Trump in Davos

Tauwetter und eine Kapelle aus der Zeit Napoleons.

Tauwetter herrscht. Eine politische Klima­erwärmung findet statt. Oder ist es nur ein Zwischenhoch? US-Präsident Donald Trump entwaffnet seine Kritiker am World Economic Forum (WEF) in Davos. Fast widerwillig, ­zähneknirschend nehmen sie es zur Kenntnis: Der Mann ist besser als sein Image.

Seine Rede löst noch etwas aufgesetzten Dünkel aus. Einige WEF-Teilnehmer stören sich am optimistischen Verkäuferton.
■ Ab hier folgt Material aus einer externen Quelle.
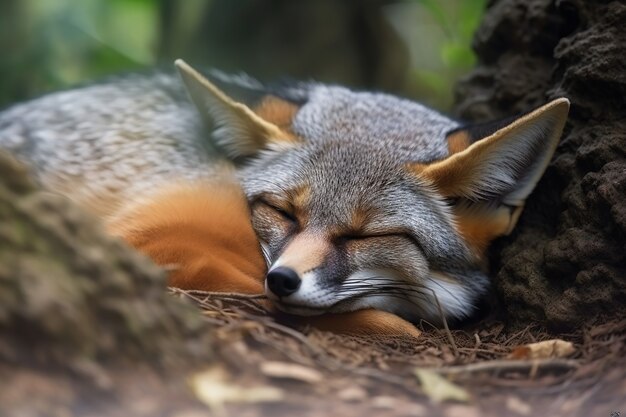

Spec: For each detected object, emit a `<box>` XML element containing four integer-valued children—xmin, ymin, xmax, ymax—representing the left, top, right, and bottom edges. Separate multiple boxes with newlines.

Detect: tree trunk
<box><xmin>456</xmin><ymin>0</ymin><xmax>626</xmax><ymax>329</ymax></box>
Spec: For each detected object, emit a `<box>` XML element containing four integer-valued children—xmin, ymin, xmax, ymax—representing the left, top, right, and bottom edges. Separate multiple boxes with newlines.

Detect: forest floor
<box><xmin>0</xmin><ymin>290</ymin><xmax>626</xmax><ymax>417</ymax></box>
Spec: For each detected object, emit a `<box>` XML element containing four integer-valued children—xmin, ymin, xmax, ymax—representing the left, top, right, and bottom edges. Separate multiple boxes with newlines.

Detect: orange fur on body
<box><xmin>108</xmin><ymin>181</ymin><xmax>420</xmax><ymax>338</ymax></box>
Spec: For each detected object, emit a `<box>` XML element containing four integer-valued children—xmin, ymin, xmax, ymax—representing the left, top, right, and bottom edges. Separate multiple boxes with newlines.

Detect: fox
<box><xmin>0</xmin><ymin>60</ymin><xmax>569</xmax><ymax>325</ymax></box>
<box><xmin>105</xmin><ymin>176</ymin><xmax>421</xmax><ymax>340</ymax></box>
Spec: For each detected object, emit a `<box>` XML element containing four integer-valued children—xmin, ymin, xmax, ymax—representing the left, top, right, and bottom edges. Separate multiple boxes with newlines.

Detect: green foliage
<box><xmin>413</xmin><ymin>0</ymin><xmax>486</xmax><ymax>108</ymax></box>
<box><xmin>0</xmin><ymin>0</ymin><xmax>486</xmax><ymax>109</ymax></box>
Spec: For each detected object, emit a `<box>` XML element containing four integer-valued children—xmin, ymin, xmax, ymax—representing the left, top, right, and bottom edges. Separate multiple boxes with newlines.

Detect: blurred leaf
<box><xmin>415</xmin><ymin>369</ymin><xmax>470</xmax><ymax>403</ymax></box>
<box><xmin>441</xmin><ymin>42</ymin><xmax>476</xmax><ymax>68</ymax></box>
<box><xmin>416</xmin><ymin>0</ymin><xmax>454</xmax><ymax>38</ymax></box>
<box><xmin>457</xmin><ymin>0</ymin><xmax>487</xmax><ymax>40</ymax></box>
<box><xmin>190</xmin><ymin>366</ymin><xmax>284</xmax><ymax>409</ymax></box>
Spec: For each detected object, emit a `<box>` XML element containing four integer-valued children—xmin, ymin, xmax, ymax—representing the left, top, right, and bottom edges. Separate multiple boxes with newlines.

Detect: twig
<box><xmin>432</xmin><ymin>359</ymin><xmax>580</xmax><ymax>376</ymax></box>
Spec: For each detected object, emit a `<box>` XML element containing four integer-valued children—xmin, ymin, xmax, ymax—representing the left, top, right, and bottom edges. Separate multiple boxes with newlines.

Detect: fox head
<box><xmin>177</xmin><ymin>61</ymin><xmax>569</xmax><ymax>323</ymax></box>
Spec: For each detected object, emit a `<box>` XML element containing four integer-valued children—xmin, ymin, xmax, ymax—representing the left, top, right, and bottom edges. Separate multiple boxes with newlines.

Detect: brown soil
<box><xmin>0</xmin><ymin>0</ymin><xmax>626</xmax><ymax>417</ymax></box>
<box><xmin>457</xmin><ymin>0</ymin><xmax>626</xmax><ymax>331</ymax></box>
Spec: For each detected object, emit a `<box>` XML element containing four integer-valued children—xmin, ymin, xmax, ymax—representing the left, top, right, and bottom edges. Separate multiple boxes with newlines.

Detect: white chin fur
<box><xmin>265</xmin><ymin>265</ymin><xmax>472</xmax><ymax>324</ymax></box>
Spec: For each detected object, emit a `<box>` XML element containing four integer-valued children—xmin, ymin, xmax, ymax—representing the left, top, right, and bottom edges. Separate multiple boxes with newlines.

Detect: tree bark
<box><xmin>456</xmin><ymin>0</ymin><xmax>626</xmax><ymax>329</ymax></box>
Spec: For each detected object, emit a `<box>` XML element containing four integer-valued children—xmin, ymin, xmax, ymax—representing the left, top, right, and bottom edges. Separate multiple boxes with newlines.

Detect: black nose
<box><xmin>266</xmin><ymin>266</ymin><xmax>302</xmax><ymax>297</ymax></box>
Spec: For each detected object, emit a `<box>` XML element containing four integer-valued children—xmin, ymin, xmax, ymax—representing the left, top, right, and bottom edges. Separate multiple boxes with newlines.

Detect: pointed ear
<box><xmin>412</xmin><ymin>98</ymin><xmax>569</xmax><ymax>207</ymax></box>
<box><xmin>410</xmin><ymin>98</ymin><xmax>569</xmax><ymax>240</ymax></box>
<box><xmin>175</xmin><ymin>59</ymin><xmax>298</xmax><ymax>158</ymax></box>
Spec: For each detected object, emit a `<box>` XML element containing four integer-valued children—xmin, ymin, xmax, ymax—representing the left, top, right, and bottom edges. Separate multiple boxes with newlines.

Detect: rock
<box><xmin>0</xmin><ymin>153</ymin><xmax>208</xmax><ymax>368</ymax></box>
<box><xmin>456</xmin><ymin>0</ymin><xmax>626</xmax><ymax>330</ymax></box>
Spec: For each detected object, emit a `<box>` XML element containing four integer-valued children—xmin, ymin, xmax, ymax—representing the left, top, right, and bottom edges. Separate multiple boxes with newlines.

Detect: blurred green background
<box><xmin>0</xmin><ymin>0</ymin><xmax>486</xmax><ymax>111</ymax></box>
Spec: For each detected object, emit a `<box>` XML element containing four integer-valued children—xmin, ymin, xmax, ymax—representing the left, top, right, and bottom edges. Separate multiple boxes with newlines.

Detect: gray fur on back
<box><xmin>0</xmin><ymin>74</ymin><xmax>217</xmax><ymax>211</ymax></box>
<box><xmin>293</xmin><ymin>85</ymin><xmax>458</xmax><ymax>162</ymax></box>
Für ­viele Schweizer Journalisten ist es ungewohnt, einen Politiker zu sehen, der sich nicht dauernd für sein Land entschuldigt.

Tatsächlich trifft zu, was ein bekannter CNN-­Moderator einer Zeitung diktiert: «Trump kam, sah und siegte.» Einmal mehr bestätigt sich der Grundsatz: Je schlechter die Medien über einen schreiben, desto einfacher ist es für ihn, die Erwartungen zu übertreffen.

Die Stimmung dreht. Oder ist das übertrieben? Noch vor wenigen Monaten waren zehn von zehn Trump-Artikeln in Zeitungen wie der New York Times oder der Washington Post negativ. Jetzt schleichen sich auf einmal anerkennende, schmeichelhafte Berichte ein.

Aber nicht nur dies. Trump hat seine Sache glänzend gemacht. Er bringt eine hochkarätige Belegschaft mit. Leute, die sich mit ihm unterhalten, sind beeindruckt von seinem Charme, seiner Offenheit und der guten Vorbereitung. «Fan­tastic reception», twittert der Präsident zurück.

Seine Rede ist erfrischend, weil sie so anders ist. Hier schwafelt kein Politiker. Ein Unternehmer und «Cheerleader», ein charismatisches Zuversichtstalent verkauft sein Angebot im besten Licht. «Amerika zuerst heisst nicht ­Amerika allein.» Es stimmt. Der Applaus danach ist enden wollend. Die Leute ertappen sich bei der eigenen Verblüffung. Viele staunen, wie falsch ihre Vorurteile gewesen sind.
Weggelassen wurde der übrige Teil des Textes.